As challenging as those days were, it was at that time she experienced something that she credits as a pivotal moment in developing a social consciousness: having attended her first Pride parade, she went to class proudly sporting a rainbow bracelet.  She was told to remove it.

Rollercoaster journey

“I didn't take it off. I feel like I didn't do anything wrong. At the end of the day, I wouldn't have changed that scenario ever,” she says. “I would say that's where my social work awakening started.”

Be as that may, her journey to a place of healing wasn’t so much a straight path but a rollercoaster ride of worsening substance use, and a pattern of abusive relationships.

Her life began to turn when she became pregnant at the age of 17; determined to give her child a brighter future, she vowed to get clean. She stayed off alcohol and drugs for a year after Phoenix was born, then relapsed. Then one night she had a gun drawn on her after she tried to intervene in a domestic violence incident perpetrated by a gang member.

“At that point I thought, ‘What the hell am I doing?'” she recalls.” I went home, and my son was two-and-a-half at the time, and he just did not look like he felt comfortable around me. I cleaned up after that.”

Then, a positive direction

­Thus followed employment programs, jobs, academic upgrading, and a few more significant bumps in the road. Then: enrolment in the Bachelor of Social Work program at ݮƵ’s north campus in Edmonton, coupled with intensive therapy. Veillette says both experiences helped her come to terms with her past, and to forge a brighter future.

“I did a lot of work on myself in therapy, a lot of work on my childhood, and I really started to understand the different behaviours that I would have.,” she says. "I was even able to kind of identify the reason why my parents weren't able to be good parents and, you know, kind of forgave them.

Being in school has really helped me understand a lot more of the intergenerational trauma and being able to identify how colonization and residential schools impacted us as a whole.

“Something I will say that's very frustrating is that society doesn't think that Métis people were involved in this — it's not talked about.”

Intergenerational cycle broken

Veillette says she poured her personal experience into her projects and papers and worked throughout her degree program. Today she is employed by the Bissell Centre as a case management co-ordinator and has been tasked with developing multiple new initiatives.
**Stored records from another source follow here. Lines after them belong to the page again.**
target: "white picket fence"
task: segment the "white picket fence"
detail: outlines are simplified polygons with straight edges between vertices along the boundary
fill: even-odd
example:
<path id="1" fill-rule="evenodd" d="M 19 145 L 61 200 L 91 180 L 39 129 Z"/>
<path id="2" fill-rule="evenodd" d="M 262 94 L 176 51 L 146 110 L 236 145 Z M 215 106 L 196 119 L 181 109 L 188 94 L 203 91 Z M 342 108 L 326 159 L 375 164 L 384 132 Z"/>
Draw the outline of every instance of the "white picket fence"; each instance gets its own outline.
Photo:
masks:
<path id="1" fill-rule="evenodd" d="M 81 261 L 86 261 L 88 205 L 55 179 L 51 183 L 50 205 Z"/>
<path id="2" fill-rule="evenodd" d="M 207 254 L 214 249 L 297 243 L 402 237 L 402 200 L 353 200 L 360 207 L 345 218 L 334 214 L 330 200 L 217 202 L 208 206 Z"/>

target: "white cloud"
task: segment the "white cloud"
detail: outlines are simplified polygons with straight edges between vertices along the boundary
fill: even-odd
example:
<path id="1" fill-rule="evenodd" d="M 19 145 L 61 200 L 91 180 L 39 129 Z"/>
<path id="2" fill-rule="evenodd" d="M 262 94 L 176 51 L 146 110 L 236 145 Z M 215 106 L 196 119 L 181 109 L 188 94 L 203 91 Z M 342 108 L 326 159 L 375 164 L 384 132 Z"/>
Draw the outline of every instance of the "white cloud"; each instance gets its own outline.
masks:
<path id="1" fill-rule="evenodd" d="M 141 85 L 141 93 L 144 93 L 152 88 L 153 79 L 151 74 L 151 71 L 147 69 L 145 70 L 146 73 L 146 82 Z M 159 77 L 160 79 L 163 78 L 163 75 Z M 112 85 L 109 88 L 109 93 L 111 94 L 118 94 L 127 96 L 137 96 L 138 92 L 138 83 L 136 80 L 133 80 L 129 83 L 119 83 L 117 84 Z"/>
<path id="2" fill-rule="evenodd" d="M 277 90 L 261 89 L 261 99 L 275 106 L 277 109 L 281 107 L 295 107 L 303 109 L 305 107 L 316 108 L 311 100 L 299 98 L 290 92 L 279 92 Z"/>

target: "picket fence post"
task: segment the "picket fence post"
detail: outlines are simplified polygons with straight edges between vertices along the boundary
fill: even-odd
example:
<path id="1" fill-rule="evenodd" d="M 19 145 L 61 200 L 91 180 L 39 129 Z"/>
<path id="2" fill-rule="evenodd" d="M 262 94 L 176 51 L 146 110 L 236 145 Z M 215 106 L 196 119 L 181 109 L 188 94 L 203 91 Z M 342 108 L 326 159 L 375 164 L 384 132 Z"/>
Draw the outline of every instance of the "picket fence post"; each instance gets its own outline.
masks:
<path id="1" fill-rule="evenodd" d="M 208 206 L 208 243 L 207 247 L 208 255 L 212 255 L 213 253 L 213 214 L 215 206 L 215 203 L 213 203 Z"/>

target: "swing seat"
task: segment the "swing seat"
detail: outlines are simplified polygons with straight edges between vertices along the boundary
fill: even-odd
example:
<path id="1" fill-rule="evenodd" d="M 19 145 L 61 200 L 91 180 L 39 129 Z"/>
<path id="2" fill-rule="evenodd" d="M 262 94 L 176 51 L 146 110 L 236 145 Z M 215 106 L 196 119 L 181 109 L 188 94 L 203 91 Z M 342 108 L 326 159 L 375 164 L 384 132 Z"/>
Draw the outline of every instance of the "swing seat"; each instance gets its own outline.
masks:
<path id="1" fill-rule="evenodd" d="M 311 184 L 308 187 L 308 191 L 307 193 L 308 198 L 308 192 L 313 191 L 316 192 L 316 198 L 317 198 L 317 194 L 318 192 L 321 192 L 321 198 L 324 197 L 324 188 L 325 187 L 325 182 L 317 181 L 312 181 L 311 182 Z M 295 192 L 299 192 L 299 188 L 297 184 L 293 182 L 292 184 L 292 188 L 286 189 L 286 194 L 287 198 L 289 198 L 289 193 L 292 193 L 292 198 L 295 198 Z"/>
Among these is developing cultural competency training so those who work with Indigenous clientele have the right tools and understanding to deal with intergenerational trauma. She’s also taken it upon herself to work with her community to provide naloxone training.

A month before this spring’s convocation, Veillette marked five years of continuous sobriety. Upon graduating, she was recognized with the Faculty of Social Work’s Excellence in Personal Achievement Award. But that was merely an addendum to her true prize.

“In my whole process of everything I’ve struggled with, I broke that intergenerational cycle within my family,” she says. “[My son] is a very bright kid, very smart. He has an emotional intelligence — he can tell me if he's upset. He can express himself in a healthy manner. It’s so very, very nice to see him just have a normal childhood.”